Reflections from nerd camp

One of the pleasant side effects of our unexpected summer in the States is that I was able to attend my denomination’s General Assembly, a yearly gathering of all our pastors and elders. Or, as I like to call it, PCA nerd camp.

GA has it all: Motions. Substitute motions. Points of order. An exhibitors’ hall with swag. If for some reason that doesn’t do it for you, there’s also seeing old friends, singing “A Mighty Fortress” with 1000 other dudes, and good restaurants within walking distance.

There is plenty of boring minutiae. (Did you pick that up in the last paragraph? I was being subtle.) And yes, we Reformed guys do like to debate, on some things others don’t think are worth debating. Of the two hot topics this year, neither vote went the way I wanted. But overall it’s great. Some of my favorite moments from this year.

  • I went to a seminar on ministering to people with same-sex attraction (put on by Harvest USA, which is a great org). I sat near the front, and at the end glanced back behind me. There were about 30-50 of us– largely uncool middle-aged pastors and lay leaders, most of whom do not pastor edgy urban churches where you’d expect to hear this topic. Middle-aged suburban conservative evangelicals: This was a crowd of people who, according to everything you hear in the New York Times, should absolutely detest homosexuals and anything having to do with them. And yet there we were, learning how to reach out to them with the love of Jesus.
  • Our denomination is overwhelmingly white, but we’re trying to do a better job of reaching all cultures.
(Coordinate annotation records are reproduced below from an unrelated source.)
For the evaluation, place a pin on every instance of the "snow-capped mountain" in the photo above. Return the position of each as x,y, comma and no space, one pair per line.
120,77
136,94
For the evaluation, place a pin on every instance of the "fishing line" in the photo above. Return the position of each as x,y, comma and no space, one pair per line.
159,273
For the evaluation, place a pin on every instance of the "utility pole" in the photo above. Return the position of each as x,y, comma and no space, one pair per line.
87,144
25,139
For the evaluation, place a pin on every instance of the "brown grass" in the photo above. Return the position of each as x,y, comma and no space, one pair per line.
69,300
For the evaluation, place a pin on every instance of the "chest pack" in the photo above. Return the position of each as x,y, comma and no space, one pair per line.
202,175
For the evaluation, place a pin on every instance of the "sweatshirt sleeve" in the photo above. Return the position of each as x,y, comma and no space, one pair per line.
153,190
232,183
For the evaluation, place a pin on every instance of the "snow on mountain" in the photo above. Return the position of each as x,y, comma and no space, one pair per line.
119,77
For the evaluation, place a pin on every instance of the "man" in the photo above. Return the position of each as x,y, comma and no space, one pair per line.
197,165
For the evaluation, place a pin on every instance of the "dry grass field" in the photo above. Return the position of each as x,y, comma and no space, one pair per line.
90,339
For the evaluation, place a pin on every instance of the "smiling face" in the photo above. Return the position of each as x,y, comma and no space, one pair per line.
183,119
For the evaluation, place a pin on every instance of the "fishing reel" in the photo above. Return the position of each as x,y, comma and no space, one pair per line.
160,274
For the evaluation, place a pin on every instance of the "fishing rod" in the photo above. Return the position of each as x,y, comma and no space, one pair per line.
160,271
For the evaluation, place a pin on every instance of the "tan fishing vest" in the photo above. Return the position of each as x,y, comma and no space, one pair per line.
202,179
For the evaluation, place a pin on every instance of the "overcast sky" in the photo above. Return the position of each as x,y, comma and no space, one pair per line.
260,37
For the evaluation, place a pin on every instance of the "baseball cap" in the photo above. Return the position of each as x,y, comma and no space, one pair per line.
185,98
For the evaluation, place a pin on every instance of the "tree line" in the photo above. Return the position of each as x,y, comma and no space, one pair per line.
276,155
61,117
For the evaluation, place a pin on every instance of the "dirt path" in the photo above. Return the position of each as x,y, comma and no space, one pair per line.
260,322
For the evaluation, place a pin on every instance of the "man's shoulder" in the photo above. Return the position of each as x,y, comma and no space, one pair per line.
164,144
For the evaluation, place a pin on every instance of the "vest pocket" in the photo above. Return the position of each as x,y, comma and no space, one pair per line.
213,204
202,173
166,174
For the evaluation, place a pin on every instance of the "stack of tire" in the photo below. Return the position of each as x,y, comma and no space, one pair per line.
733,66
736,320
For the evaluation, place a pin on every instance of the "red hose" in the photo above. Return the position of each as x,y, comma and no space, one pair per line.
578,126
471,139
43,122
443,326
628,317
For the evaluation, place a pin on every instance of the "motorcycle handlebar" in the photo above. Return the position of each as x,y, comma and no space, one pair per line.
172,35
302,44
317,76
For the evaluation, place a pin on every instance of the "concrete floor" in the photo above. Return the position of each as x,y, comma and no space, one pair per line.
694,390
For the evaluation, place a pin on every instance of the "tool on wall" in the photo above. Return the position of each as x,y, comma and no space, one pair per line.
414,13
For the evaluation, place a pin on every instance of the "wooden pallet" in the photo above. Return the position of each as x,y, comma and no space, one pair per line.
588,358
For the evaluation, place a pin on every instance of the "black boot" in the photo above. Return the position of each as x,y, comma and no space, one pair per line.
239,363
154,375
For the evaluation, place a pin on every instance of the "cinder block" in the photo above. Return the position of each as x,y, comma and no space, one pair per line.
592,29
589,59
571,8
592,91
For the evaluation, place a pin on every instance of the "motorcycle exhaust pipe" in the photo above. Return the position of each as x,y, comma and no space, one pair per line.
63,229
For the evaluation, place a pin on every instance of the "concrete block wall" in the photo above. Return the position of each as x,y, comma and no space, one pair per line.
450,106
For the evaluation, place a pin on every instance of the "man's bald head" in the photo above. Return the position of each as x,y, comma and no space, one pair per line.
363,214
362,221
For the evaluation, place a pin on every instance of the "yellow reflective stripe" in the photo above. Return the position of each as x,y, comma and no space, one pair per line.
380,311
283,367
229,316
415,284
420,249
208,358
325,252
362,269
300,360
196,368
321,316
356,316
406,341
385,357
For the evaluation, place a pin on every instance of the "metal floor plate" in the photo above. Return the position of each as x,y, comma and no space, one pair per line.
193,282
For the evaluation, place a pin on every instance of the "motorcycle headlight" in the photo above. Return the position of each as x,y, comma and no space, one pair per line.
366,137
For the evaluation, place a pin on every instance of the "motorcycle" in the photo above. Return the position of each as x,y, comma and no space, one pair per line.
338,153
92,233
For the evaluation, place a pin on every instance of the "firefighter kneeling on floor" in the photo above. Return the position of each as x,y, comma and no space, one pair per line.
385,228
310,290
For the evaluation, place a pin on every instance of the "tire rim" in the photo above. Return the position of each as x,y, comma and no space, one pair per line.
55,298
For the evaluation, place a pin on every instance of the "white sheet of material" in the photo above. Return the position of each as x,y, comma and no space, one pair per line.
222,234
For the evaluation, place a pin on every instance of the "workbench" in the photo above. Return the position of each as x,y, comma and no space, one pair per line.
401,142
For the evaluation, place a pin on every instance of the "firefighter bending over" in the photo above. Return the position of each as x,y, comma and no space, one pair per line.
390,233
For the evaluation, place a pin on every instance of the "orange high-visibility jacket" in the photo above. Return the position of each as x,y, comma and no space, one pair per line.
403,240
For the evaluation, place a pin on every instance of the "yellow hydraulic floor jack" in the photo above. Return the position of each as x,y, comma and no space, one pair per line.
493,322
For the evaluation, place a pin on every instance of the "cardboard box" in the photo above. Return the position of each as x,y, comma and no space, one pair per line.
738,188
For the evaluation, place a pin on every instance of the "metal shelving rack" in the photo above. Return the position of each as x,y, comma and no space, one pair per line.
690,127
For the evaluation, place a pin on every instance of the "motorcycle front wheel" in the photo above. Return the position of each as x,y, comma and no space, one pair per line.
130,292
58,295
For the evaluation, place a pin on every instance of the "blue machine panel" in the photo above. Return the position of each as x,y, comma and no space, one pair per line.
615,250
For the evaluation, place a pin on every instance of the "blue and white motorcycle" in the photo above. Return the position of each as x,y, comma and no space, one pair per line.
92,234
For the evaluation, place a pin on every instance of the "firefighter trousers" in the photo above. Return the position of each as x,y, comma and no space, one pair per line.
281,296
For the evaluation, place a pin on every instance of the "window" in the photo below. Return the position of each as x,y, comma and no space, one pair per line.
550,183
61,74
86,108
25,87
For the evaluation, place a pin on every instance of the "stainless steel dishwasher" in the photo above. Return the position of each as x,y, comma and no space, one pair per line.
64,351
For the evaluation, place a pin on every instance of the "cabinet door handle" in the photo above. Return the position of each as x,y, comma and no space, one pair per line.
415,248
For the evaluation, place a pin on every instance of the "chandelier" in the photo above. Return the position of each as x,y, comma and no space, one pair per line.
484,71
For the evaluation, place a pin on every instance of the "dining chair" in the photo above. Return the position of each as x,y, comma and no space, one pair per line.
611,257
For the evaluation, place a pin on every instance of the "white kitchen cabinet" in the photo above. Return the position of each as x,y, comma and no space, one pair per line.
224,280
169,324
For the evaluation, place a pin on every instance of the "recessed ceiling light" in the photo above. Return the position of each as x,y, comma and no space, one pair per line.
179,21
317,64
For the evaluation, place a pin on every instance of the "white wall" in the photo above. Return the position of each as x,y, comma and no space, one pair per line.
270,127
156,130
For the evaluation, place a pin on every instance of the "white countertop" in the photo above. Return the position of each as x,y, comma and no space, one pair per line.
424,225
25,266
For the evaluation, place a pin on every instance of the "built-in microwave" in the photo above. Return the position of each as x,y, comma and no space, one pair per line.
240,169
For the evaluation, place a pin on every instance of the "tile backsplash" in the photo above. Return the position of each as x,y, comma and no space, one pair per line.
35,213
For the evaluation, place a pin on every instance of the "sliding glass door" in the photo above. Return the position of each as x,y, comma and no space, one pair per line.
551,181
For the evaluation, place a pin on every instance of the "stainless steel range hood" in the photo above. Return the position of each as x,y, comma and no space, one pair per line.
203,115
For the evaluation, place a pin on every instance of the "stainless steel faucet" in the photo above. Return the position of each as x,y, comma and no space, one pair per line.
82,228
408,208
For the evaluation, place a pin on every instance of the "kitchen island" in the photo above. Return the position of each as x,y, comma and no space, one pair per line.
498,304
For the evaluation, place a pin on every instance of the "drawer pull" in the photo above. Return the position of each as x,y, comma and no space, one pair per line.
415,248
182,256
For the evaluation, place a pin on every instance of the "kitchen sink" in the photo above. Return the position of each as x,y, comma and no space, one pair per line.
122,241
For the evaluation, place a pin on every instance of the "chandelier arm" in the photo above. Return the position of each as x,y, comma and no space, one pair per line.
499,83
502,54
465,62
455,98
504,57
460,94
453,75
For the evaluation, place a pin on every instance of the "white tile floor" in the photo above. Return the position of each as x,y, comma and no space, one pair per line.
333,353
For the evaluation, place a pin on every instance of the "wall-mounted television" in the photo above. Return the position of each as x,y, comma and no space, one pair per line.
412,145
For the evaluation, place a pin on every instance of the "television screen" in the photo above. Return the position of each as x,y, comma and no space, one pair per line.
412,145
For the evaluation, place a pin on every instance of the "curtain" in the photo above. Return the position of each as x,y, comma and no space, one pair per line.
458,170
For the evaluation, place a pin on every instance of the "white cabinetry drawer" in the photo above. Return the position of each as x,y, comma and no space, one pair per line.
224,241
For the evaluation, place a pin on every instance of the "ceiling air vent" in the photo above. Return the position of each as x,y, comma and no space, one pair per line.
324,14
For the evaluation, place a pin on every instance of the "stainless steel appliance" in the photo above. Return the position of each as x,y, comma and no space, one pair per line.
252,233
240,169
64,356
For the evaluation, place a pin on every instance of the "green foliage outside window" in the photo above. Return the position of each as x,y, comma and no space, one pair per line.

At one lunch I heard from an African American brother, reporting on our growing number of black and multi-ethnic churches. “After 30 years in this denomination,” he said, “I no longer feel alone.” We also have a growing outreach to Hispanic communities, and 2 churches made up mostly of Native Americans, one of which is led by a Native American pastor. And again, all the upper-middle-class white folks are thrilled with this. Eager for it.
  • Lots of little overheard conversations: An older pastor encouraging a younger guy who’s looking for a job. Not giving him political tips, but reminding him to be himself, speak humbly but boldly, and trust that God has a place for him. An Iraq veteran who worked at the convention center talking to one of our Navy chaplains, who went into counseling mode when the guy brought up something personal. Several pastors who saw Prague on my name tag and were excited to hear about the growth of the church there.

My denomination is one small corner of the household of God. We certainly don’t get everything right, and we have our own sinful tendencies. We’re a family with issues, like everyone else. But I was grateful to spend a few days with a thousand other ordinary pastors who love God and his church. Most of us will never be famous or noteworthy, but Jesus sees, and he loves us. May that be enough for us.